WASHINGTON — In its sharpest criticism of any Eastern European government since a wave of anti-Communist reform swept through the region, the Bush Administration on Thursday accused Romania's interim regime of imposing restrictions on freedom of assembly that go far beyond the needs of public order and safety.
At the same time, however, President Bush praised Soviet President Mikhail S. Gorbachev for his handling of ethnic strife in Azerbaijan. He expressed understanding for Moscow's use of artillery to break a line of unarmed merchant ships blocking the port of Baku.
Reading from a prepared statement, State Department spokeswoman Margaret Tutwiler said the curbs on demonstrations, published Thursday by the ruling National Salvation Front in Romania, are a disturbing violation of "a fundamental human right" to protest government decisions.
"While we recognize that civil authorities may enact reasonable regulations to ensure public safety, these restrictions appear to go well beyond this need," Tutwiler said. She said the regulations raise doubts about the Romanian regime's promise to hold free and fair elections May 20.
Tutwiler also said the Administration is "following with concern" the reported arrest by Soviet authorities of about 50 dissidents in Azerbaijan, an incident that she said could undermine the dialogue needed to solve ethnic strife in the Soviet Union.
"We would not like to see the introduction of Soviet troops to quell violence become a means for suppressing peaceful political dialogue," she said. But she quickly added that "as of today, at this briefing," Moscow has not yet crossed the line between maintenance of order and oppression.
But Bush, answering questions before a gathering of newspaper publishers, avoided even the mild criticism of Moscow that was contained in the State Department's assessment.
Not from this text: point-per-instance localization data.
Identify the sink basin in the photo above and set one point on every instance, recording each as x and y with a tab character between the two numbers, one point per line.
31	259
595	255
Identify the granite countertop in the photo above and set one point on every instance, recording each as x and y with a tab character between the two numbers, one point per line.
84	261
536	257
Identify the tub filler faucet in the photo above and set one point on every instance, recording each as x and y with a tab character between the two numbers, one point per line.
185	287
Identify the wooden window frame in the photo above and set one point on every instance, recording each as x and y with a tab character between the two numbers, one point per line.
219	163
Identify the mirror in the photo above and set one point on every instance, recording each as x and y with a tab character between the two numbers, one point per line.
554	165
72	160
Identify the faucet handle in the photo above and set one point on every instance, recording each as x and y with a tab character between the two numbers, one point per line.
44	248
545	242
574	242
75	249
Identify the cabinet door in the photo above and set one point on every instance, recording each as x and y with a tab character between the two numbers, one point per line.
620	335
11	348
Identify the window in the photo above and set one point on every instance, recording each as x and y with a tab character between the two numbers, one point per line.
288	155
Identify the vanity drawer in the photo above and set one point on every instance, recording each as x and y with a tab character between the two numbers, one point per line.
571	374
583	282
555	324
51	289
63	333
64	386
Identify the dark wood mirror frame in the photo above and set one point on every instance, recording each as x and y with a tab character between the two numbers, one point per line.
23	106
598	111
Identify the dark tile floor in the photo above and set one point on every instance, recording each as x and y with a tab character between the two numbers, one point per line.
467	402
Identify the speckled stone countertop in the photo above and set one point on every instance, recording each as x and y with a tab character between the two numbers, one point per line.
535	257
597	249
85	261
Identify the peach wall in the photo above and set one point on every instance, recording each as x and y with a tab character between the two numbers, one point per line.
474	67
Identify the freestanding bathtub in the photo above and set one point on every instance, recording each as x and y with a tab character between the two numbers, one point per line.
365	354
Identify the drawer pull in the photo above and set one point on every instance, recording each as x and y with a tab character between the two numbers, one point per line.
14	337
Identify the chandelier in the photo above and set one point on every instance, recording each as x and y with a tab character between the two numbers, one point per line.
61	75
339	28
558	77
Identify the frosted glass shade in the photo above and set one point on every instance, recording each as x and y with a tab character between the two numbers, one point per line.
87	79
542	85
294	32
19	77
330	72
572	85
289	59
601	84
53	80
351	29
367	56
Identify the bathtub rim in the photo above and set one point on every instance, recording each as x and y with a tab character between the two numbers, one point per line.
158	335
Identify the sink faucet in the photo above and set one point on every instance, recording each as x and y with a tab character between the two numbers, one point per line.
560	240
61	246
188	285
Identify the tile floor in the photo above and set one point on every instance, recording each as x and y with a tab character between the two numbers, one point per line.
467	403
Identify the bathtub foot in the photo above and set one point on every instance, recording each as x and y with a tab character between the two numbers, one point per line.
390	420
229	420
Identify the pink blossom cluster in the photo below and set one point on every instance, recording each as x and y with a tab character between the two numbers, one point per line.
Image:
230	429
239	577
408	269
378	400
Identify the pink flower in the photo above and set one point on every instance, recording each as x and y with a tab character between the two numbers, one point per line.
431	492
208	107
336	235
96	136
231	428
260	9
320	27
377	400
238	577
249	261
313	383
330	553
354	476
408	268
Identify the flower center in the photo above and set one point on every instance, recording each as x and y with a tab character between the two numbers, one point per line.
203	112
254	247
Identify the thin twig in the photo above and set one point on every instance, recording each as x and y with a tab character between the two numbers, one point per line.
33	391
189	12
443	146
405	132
Referring to Gorbachev, Bush said, "I think he has conducted himself in an extraordinarily difficult situation very well. . . . I don't think anyone is faulting him for the difficulties that he has encountered in Azerbaijan."
"You see blockades of your ports, and the man has to respond," the President added.
As he did in a press conference Wednesday, Bush expressed his hope that Gorbachev will survive the crises in Azerbaijan and other parts of the Soviet Union.
"As I look around, I think Mr. Gorbachev is really the best hope for what our interests are," Bush told the publishers.
In recent months, U.S. officials have been extremely careful to avoid criticism of the reformist regimes in the Soviet Union and its former satellites in Eastern Europe--even when the governments remain firmly in the hands of Communist Party members, as they do in the Soviet Union and East Germany.
Since the overthrow and execution a month ago of Romanian dictator Nicolae Ceausescu, the Administration has frequently praised the National Salvation Front, a self-appointed council of Ceausescu opponents, many of them former officials of the deposed Communist government.
However, Washington's attitude changed sharply when the front ruled that demonstrations can be held only on Sundays or after normal business hours and only in officially designated areas such as parks.
Tutwiler said the curbs apparently were published "in response to (Wednesday's) peaceful anti-NSF demonstration."
"The right of citizens to express their opinions peacefully, including the ability to march and demonstrate, is a fundamental human right," she said.